A realtor even told a friend that yes, without any doubt, we would be in the market for a bigger house.
"No," we told inquiring minds. We were doing none of the above. You see, we call ourselves lucky (immensely lucky) to own a house in this real estate market. We bought our home when the market declined precipitously in fall 2009. Acquaintances tell us we timed an amazing investment. The truth was, it was the only house and the only moment in time when we could afford to buy.

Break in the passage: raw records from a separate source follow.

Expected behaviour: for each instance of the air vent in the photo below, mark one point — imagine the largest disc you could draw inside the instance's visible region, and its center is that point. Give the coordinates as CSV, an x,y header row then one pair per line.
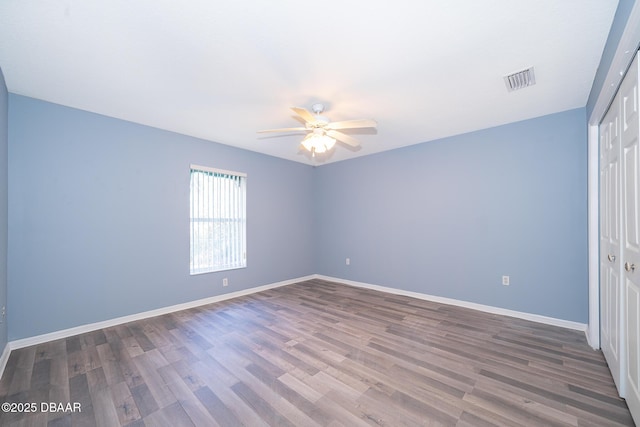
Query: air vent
x,y
520,80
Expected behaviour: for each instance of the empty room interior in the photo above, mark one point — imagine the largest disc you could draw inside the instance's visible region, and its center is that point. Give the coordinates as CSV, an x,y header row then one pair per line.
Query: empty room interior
x,y
319,214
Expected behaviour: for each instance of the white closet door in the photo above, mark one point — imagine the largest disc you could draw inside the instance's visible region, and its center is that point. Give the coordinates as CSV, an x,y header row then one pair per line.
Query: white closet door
x,y
631,233
611,325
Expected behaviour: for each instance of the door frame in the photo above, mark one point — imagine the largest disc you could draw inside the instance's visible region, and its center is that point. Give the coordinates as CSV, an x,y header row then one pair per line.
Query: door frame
x,y
625,51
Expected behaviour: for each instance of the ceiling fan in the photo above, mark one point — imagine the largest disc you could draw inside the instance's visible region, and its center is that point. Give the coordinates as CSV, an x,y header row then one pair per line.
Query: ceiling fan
x,y
322,133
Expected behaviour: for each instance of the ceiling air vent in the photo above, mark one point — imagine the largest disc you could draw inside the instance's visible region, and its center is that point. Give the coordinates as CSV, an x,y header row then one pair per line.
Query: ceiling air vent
x,y
520,80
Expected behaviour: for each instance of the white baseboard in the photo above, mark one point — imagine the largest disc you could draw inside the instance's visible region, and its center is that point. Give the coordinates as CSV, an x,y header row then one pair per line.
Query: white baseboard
x,y
480,307
65,333
4,358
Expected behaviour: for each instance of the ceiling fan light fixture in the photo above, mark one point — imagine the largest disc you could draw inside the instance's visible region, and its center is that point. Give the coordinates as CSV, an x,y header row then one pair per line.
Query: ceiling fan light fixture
x,y
318,143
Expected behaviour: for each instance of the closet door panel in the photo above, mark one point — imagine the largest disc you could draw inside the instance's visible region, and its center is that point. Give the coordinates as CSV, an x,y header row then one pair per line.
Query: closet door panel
x,y
612,328
630,201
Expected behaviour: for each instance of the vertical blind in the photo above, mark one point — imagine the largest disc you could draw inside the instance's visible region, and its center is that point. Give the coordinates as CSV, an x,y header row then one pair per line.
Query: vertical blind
x,y
217,220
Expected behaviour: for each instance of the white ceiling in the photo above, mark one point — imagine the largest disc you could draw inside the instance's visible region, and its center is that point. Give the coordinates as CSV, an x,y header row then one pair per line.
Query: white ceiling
x,y
222,70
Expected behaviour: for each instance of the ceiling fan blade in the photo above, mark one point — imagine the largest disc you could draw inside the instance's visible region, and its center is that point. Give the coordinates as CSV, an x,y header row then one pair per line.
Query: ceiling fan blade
x,y
344,138
353,124
282,130
307,116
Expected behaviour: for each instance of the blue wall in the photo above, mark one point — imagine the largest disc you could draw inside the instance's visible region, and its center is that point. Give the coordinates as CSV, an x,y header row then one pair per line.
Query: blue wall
x,y
4,188
99,219
450,217
615,34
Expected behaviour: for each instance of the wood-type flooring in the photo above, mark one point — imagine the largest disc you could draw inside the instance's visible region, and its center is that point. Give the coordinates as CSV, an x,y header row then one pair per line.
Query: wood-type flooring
x,y
315,353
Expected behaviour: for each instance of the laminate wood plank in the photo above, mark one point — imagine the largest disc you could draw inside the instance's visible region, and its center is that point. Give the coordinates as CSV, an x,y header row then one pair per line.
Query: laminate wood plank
x,y
217,409
124,403
103,407
318,353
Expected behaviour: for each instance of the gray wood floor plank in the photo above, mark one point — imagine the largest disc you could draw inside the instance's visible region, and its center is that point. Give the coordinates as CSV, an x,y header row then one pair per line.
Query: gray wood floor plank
x,y
318,353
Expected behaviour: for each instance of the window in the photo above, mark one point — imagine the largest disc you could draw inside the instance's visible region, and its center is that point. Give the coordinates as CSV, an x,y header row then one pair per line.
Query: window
x,y
218,220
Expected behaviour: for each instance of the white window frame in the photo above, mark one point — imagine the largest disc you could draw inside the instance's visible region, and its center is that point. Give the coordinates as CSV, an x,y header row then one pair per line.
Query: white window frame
x,y
217,220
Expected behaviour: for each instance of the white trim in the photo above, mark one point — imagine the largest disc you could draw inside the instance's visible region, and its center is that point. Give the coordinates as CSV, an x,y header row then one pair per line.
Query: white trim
x,y
65,333
593,236
627,47
216,170
480,307
4,358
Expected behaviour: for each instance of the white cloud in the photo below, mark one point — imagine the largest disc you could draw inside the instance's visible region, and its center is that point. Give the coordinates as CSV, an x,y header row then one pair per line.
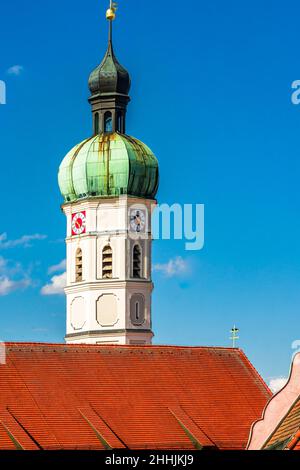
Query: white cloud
x,y
56,285
25,240
12,277
15,70
8,285
174,267
277,383
57,267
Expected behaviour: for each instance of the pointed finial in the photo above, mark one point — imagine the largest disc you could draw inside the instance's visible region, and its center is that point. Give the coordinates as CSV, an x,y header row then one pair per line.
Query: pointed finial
x,y
234,335
111,12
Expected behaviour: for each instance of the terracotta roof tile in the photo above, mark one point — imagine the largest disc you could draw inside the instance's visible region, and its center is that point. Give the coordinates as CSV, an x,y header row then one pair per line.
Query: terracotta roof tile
x,y
88,397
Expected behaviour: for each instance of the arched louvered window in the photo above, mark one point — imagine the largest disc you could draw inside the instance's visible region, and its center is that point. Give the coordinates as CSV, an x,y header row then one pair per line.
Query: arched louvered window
x,y
96,124
107,262
78,266
137,262
108,122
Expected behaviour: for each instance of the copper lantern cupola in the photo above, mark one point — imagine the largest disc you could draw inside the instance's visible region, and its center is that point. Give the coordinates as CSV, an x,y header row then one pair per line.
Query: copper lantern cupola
x,y
109,84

I still remember the open house, swarming with anxious couples. They stood in the backyard and whispered about the home's proximity to the train and its uncertain future thanks to high speed rail. That didn't scare us. I loved hearing the train go by at night when I was a child. My husband's father dedicated his professional life to public transportation in California. And we would be the first to regularly travel south on a train to LA. Other prospective buyers stalked the lawn discussing where a second bathroom could be added.
Modest though it was, we bought our house because we loved it. It was not an investment. It was a home - a place for our family to live and love. Though the previous owners handed over architectural plans for a two-story renovation, they also left a lovable cat and conducted a new-age ceremony to "attract the right owners." My husband thinks I'm crazy, but I cherished a fertility talisman I found in the linen closet and hoped for years that the abundant children our home had sheltered before would be a harbinger of our own future. (And, gentle readers, it was!)
You see, our house is a small, 3 bedroom, 1 bath home that housed up to four children and 2 adults in a previous era. It could certainly accommodate our growing family. But there's another even more compelling reason for keeping our home modest..
Everyone is familiar with nightmare stories about renovations - unreliable contractors, inordinate delays, ballooning costs, and the discomforts and indignities of living in a construction zone. If the kids move out and the nest is empty, the house becomes a vacant shell of abundant beds and baths that continue to require cleaning even when they aren't in use. Thus, many older couples, having survived a renovation, are forced to downsize.
But what about the story my hairdresser recently told me? She has young twenty-something clients who have explained shamelessly that they'd prefer to live with their parents in Portola Valley where they have a master suite and pool than to move to San Francisco to live on their own in a (gasp!) small crummy apartment.
As my daughter and I struggle to share the mirror over the sink in our only bathroom when we are getting ready in the morning, I remind her why she needs to get used to it. (Her primping in teen age and mine in middle age are likely to get worse before they get better.) "This experience, will give you a great reason to move out when you are eighteen!" I declare.